The mapping cylinder will be defined as $Z_f=X\times[0,1]\coprod Y/\sim$, where $\sim$ is defined by $(x,1)\sim f(x)$.
Let $f:X\to Y$ a continuous map between topological spaces and the map $i:X\hookrightarrow Z_f$ identifies $X$ with $X\times \{0\}\subset Z_f$ is the inlusion. $R$ is a ring. I want to know
$\forall n\in\mathbb{N}_0\; H_n(f;R):H_n(X;R)\to H_n(Y;R)$ is an isomorphism iff $\forall n\in\mathbb{N}_0 \;H_n(Z_f,X)=0$
Here we consider the singular homology. I don't know how to prove this, sorry.

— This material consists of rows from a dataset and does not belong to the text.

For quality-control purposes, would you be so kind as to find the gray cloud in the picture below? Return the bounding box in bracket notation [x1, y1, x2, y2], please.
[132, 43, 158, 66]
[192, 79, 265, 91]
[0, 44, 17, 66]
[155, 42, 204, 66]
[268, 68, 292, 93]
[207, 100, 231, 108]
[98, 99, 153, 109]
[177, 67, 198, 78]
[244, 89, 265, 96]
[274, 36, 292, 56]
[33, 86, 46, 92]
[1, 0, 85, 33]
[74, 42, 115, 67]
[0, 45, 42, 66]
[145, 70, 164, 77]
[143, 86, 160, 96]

Maybe for the direction $\Leftarrow$ we can consider a map of pairs get a long exact sequence. One of the first thoughts I have that the chain complex $(C_n(Z_f,X),d_n)_{n\in \mathbb{N}_0}$ is contractible (identity is chain homotopic to the zero map). But I don't know why it could be useful.
How to prove the statement? Any help is appreciated. Regards.
Consider $X \rightarrow Z_f \rightarrow (Z_f, X)$. Hint: $Z_f \simeq Y$.